Our system is quite different.
Australian bail laws are largely about mitigating risk. On the one hand is the presumption of innocence and the right to liberty. The other is the risk an accused person will:
- Fail to appear in Court;
- Commit further offences whilst on bail; and/or
- Interfere with evidence or witnesses.
When deciding to grant bail a Court will look at whether any bail conditions can be imposed to ameliorate any of the risks outlined above. In some circumstances where there is a risk of flight, the accused may be required to deposit money into the Court (we call it a surety) as a guarantee that they will appear. But that is as close to the U.S. system as we get.
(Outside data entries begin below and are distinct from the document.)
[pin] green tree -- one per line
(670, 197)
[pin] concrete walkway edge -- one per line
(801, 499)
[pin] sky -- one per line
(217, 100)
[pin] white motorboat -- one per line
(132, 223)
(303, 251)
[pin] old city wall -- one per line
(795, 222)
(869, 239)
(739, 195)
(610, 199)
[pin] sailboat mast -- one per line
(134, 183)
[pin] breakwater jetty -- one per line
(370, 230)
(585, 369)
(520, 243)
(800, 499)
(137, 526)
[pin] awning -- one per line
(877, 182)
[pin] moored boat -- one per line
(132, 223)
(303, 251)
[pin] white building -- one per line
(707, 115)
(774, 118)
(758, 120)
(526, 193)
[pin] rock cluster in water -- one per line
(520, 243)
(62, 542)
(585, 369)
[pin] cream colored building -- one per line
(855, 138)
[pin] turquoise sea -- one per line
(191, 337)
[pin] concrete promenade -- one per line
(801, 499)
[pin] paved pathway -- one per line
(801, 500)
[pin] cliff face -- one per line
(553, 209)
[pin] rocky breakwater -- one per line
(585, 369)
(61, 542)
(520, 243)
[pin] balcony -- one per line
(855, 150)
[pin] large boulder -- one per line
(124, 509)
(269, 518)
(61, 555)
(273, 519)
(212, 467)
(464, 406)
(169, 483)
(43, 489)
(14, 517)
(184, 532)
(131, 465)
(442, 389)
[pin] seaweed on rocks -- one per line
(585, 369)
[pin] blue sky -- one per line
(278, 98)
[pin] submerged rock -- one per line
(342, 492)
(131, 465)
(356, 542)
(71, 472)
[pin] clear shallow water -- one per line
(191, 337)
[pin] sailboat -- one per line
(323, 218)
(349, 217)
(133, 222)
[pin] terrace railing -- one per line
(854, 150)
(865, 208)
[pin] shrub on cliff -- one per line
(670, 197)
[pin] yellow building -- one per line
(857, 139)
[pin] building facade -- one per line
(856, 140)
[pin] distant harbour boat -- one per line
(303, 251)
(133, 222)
Often, other conditions are imposed like reporting in to police on a regular basis or not contacting witnesses or the alleged victim.
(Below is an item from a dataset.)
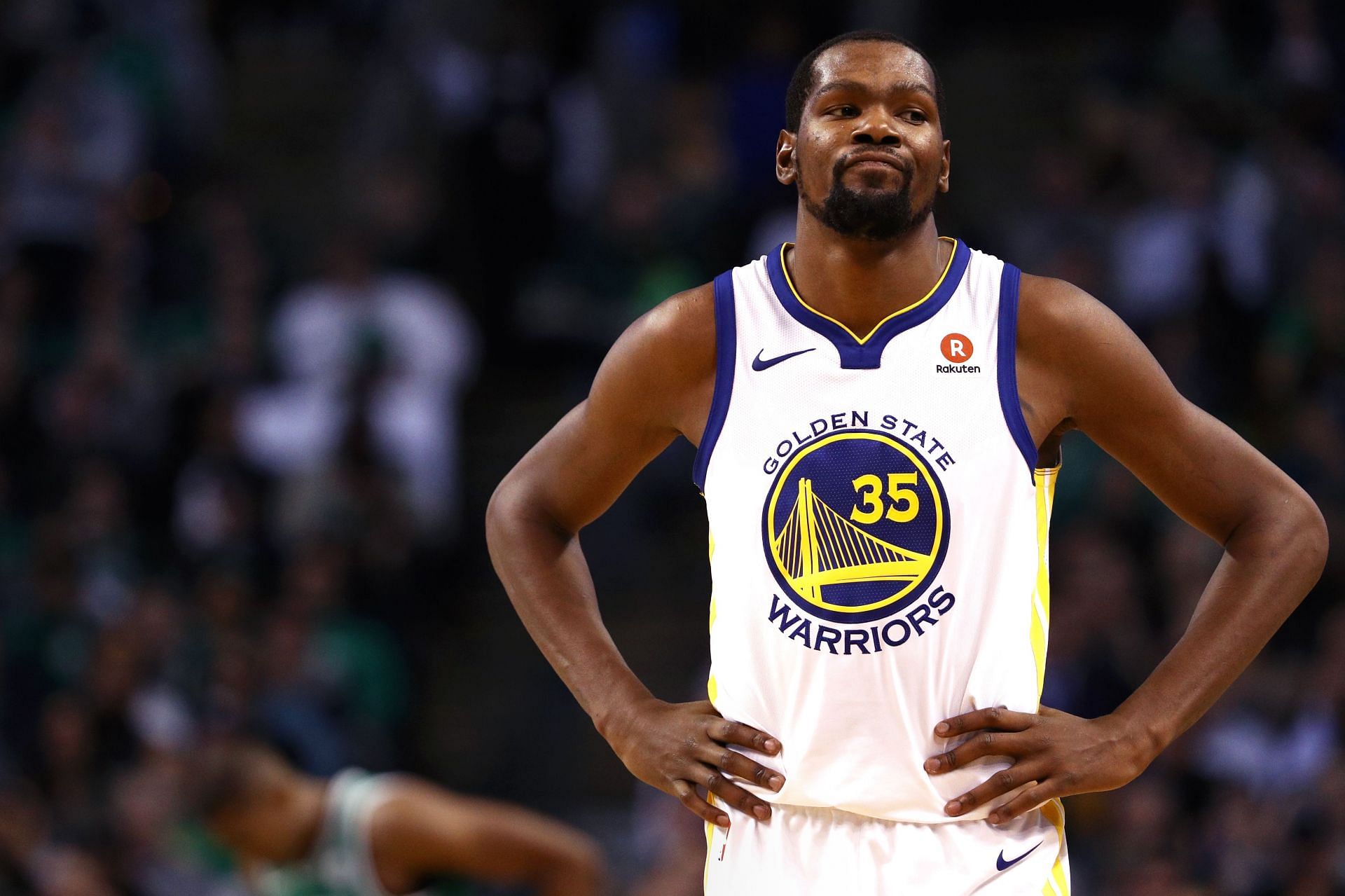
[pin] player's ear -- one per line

Whatever conditions might be added, all bail matters involve an agreement by the accused to appear at Court when required.
That brings me to Julian Assange and his recent difficulties in the U.K. which has similar bail laws to Australia.
On Wednesday, Assange was sentenced to 50 weeks imprisonment for failing to appear in a British Court, in accordance with his bail undertaking.
Unless you have been living under a rock, you will recall that Assange skipped bail in June 2012 and sought asylum in the Ecuadorian embassy. He stayed in the embassy for almost 7 years, before he wore out his welcome.
Whilst the merits for Assange seeking refuge in the embassy and the legitimacy of the original extradition proceedings could be debated until the cows come home, this case illustrates the seriousness of bail laws and the condign punishment that is imposed when they are flouted.
In sentencing Assange, Judge Deborah Taylor noted Assange’s ‘deliberate attempt to delay justice’. She found that his breach was at the high end of objective seriousness, noting:
“In terms of harm, there are several features of this case which put this in the A1 category … by entering the embassy you deliberately put yourself out of reach, whilst remaining in the UK. You remained there for nearly seven years, exploiting your privileged position to flout the law and advertise internationally your disdain for the laws of this country.”
Judge Taylor, in imposing a sentence of 50 weeks imprisonment, came very close to imposing the maximum penalty available for failing to appear in the U.K. When doing so, she sent an unequivocally strong message to the community – bail conditions and undertakings to appear in Court are to be taken seriously and when you disobey or disregard them you can expect to find yourself in jail.